Peristiwa yang terjadi saat ini telah mengguncang penduduk Jerman. Ribuan orang turun ke jalan di semua kota besar dan kecil untuk menunjukkan demokrasi dan masyarakat yang toleran dan penuh warna. Pesan utamanya adalah “Tidak akan pernah lagi!”.  Ada juga demonstrasi besar di alun-alun pasar di Coesfeld. Berikut ini laporan dari Sr. M. Monika Niehues mengenai peristiwa akbar ini:

Hari ini, 2 Februari 2024, kami berpartisipasi dalam doa ekumenis untuk perdamaian di Gereja Santo Lamberti bersama beberapa suster dari Kloster Annenthal dan Haus Emmaus. Hal ini mengirimkan sinyal yang jelas untuk demokrasi dan perdamaian. Sekitar 700 orang ikut serta dalam doa tersebut. Polisi Coesfeld memperkirakan sekitar 3.000 hingga 3.500 orang ikut serta dalam demonstrasi ini.
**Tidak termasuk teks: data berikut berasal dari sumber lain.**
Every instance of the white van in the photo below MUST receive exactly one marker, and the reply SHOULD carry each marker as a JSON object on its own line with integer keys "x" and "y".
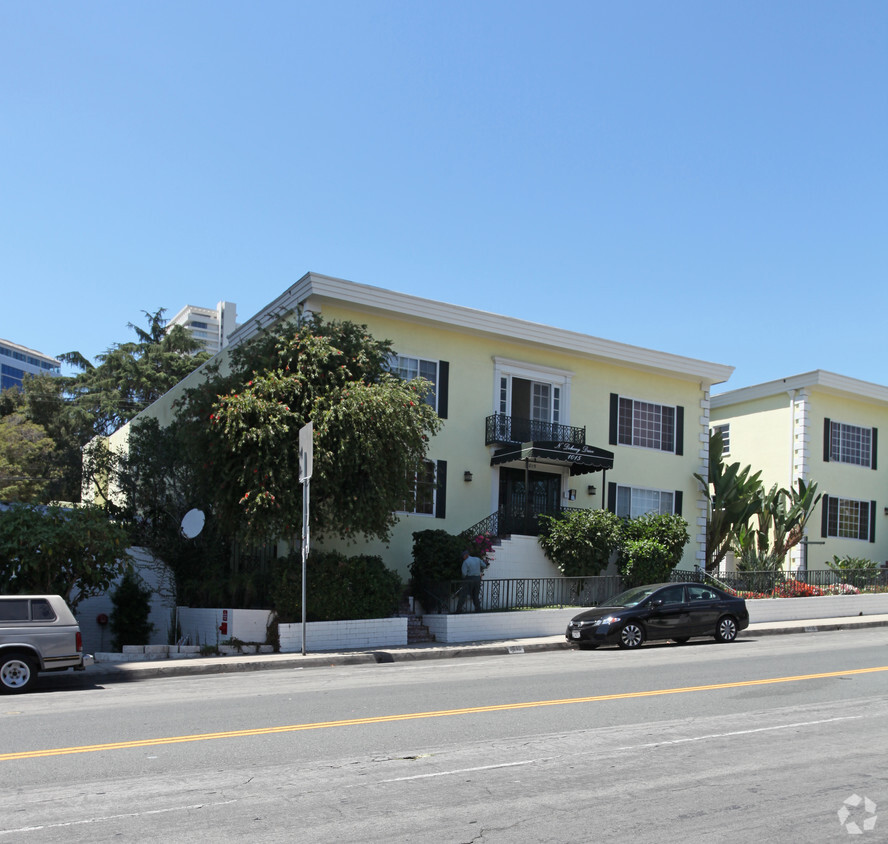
{"x": 37, "y": 633}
Doa ekumenis dan demonstrasi berikutnya di alun-alun pasar sangat mengharukan bagi kami. Salah satu pembawa acara berteriak: “Kami banyak, kami berwarna-warni, dan kami lantang.” Itu adalah moto malam itu. Salah satu pembicara di atas panggung adalah seorang pendeta Protestan. Dia mengutip ayat Alkitab: “Carilah damai sejahtera dan kejarlah itu” dan “Menonton dan menunggu bukan lagi sebuah pilihan.”  Pendeta Katolik itu dengan bercanda mempromosikan hak untuk memilih: “Memilih itu seperti menyikat gigi.  Jika Anda tidak melakukannya, gigi Anda akan menjadi kuning.” Mohammed Khail dari Asosiasi Kebudayaan Islam mengatakan: “Tuhan tidak menciptakan kita secara berbeda agar kita saling bertengkar, melainkan untuk menunjukkan keajaiban kepada kita.”

Seperti kata pepatah: “Bersama-sama kita teguh”. Hal itu mungkin juga berlaku untuk kita.